Два или три раза я осмеливался покинуть комнату, на ощупь открывал тяжелую деревянную дверь, углублялся в лабиринт коридоров и комнат, тянувшийся за ней. Внимательно прислушиваясь к эху собственных шагов, я обнаружил, что могу судить о длине и высоте коридоров и размере комнат.
Однажды я наткнулся на лестницу с сильно вытертыми каменными ступенями, за долгие годы превратившимися в чаши. Осторожно ощупывая стены, я спустился, открыл какую-то дверь и оказался в саду, на свежем воздухе, напоенном ароматами цветов и трав. Ноги мои коснулись мокрой травы, теплый ветер подул мне в лицо. Я вдруг вспомнил, как это прекрасно – гулять на свободе, идти по траве, под солнцем. Затем я услышал пение монахинь, доносившееся из монастыря. Я пошел быстрее, желая найти их, и внезапно врезался в каменный столб с такой силой, что упал на спину, в небольшую лужу. Пытаясь подняться, я поскользнулся на каком-то камне, потерял равновесие и стукнулся о колонну левой стороной лица. Я лежал на каменных плитах, покрытый синяками, окровавленный, с сорванными повязками, и всхлипывал, пока Бранвен не нашла меня.
После того дня я не вставал со своего тюфяка, убежденный в том, что остаток своих дней проведу беспомощным слепцом, камнем на шее у Бранвен. О чем бы я ни думал, мысли мои неизменно возвращались к тому дню, когда на меня свалилось несчастье. Бранвен, связанная, с кляпом во рту, лежащая на тропе у пылающего дерева. Непреодолимый гнев, охвативший меня. Хохот Динатия, сменившийся пронзительными воплями. Жгучее пламя, окружающее меня. Переломанные руки и обугленное тело человека, придавленного веткой. Мои собственные крики – когда я понял, что лицо мое горит.

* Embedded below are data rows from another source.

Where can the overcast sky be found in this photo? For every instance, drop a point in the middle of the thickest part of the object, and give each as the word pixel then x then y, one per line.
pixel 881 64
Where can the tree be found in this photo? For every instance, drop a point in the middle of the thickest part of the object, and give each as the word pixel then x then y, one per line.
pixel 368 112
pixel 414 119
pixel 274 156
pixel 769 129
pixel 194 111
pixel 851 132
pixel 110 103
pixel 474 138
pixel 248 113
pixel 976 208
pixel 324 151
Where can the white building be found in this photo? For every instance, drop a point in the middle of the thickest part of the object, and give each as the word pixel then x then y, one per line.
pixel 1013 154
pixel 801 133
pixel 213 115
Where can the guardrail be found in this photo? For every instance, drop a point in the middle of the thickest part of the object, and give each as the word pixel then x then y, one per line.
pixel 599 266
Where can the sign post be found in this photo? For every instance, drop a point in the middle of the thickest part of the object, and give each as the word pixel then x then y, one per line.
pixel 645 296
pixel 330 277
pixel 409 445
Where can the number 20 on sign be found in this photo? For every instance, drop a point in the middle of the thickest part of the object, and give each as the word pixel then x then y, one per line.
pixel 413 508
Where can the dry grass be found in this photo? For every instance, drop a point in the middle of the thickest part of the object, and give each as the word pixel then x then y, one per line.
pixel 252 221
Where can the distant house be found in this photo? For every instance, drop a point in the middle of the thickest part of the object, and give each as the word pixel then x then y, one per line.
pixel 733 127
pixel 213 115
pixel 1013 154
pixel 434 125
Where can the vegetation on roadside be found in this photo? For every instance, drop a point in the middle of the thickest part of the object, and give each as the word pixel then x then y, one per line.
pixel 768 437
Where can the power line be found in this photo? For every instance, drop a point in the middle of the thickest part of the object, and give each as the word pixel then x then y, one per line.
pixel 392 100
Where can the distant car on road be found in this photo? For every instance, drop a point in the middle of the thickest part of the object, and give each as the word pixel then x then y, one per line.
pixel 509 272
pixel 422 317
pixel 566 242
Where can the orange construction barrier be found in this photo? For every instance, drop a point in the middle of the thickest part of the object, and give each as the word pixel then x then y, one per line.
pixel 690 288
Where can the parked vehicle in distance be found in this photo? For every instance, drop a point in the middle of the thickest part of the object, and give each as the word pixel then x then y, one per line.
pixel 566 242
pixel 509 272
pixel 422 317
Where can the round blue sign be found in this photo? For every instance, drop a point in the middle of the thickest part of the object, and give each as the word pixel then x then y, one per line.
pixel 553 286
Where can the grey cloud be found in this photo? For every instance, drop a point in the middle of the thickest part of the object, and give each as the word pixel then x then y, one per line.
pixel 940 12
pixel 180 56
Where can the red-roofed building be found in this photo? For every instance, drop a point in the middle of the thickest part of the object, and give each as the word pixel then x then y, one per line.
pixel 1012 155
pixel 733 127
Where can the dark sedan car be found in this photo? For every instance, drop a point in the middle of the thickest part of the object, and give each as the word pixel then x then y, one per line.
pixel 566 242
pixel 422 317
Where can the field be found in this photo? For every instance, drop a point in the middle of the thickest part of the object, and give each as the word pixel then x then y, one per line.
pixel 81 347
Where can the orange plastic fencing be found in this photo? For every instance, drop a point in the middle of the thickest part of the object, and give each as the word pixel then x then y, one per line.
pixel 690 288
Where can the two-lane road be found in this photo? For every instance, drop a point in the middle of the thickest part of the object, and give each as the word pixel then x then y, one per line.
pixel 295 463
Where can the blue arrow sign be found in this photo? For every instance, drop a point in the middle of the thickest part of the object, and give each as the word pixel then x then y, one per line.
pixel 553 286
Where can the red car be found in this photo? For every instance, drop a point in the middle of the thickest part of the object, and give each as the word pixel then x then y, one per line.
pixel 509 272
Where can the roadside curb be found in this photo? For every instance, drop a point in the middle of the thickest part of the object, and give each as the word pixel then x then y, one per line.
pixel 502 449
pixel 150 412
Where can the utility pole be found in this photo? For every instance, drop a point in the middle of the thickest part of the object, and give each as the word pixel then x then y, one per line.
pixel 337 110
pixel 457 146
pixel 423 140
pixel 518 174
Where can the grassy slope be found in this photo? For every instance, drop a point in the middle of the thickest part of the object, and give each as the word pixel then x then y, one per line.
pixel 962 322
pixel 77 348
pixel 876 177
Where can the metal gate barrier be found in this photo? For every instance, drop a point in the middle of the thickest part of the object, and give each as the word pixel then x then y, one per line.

Я не помнил нашего путешествия в Каэр Мирддин, но по краткому рассказу Бранвен мог представить себе его. Я почти что видел круглое лицо Луда, провожавшего нас взглядом, когда мы переваливали через гребень холма в телеге бродячего торговца – он сжалился над женщиной с сапфировыми глазами и ее больным сыном. Мне казалось, я чувствую, как покачивается повозка, слышу скрип колес, стук копыт по древним камням. Я чувствовал привкус горелого мяса во рту, слышал горячечные стоны, срывавшиеся с моих губ во время дней и ночей нашего бесконечного пути.
Теперь дни мои были похожи один на другой. Пение монахинь. Шорох их шагов по коридорам, ведущим в кельи, в трапезную, в храм. Негромкие молитвы и песнопения Бранвен, пытавшейся залечить мои раны. Постоянное кукование птицы, скрывавшейся в ветвях дерева, название которого я не мог угадать.
И темнота. Вечная темнота.
Иногда, сидя на своем тюфяке, я осторожно проводил кончиками пальцев по коросте на щеках и под глазами. В коже моей пролегли ужасные глубокие борозды, так что теперь мое лицо, наверное, напоминало кору сосны. Я знал, что искусство Бранвен не поможет – что шрамы останутся навсегда. Даже если случится чудо и ко мне вернется зрение, шрамы до конца дней будут напоминать мне и окружающим о моей ужасной глупости, о моем опрометчивом, бесполезном поступке. Конечно, я понимал, что предаваться подобным мыслям бесполезно. И все-таки они посещали меня.
Как-то раз мне ужасно захотелось отрастить бороду. Я представил себя с длинной развевающейся бородой – как у древнего мудреца, прожившего на свете тысячу лет. Какая это была великолепная борода! Белая, волнистая, она скрывала мое лицо, подобно облаку. Там могла бы свить гнездо парочка птиц.
Но подобные мечты занимали меня недолго. Я все глубже погружался в пучину отчаяния. Никогда больше я не залезу на дерево, думал я. Никогда мне не придется бегать по полю. Никогда я не увижу лицо Бранвен – от нее остались лишь воспоминания.
Я перестал есть. Несмотря на уговоры Бранвен, я не притрагивался к пище – у меня пропал аппетит. Однажды утром она молча опустилась на колени рядом со мной, чтобы перевязать мои раны. Когда она прикоснулась к повязке, я покачал головой и отодвинулся от нее.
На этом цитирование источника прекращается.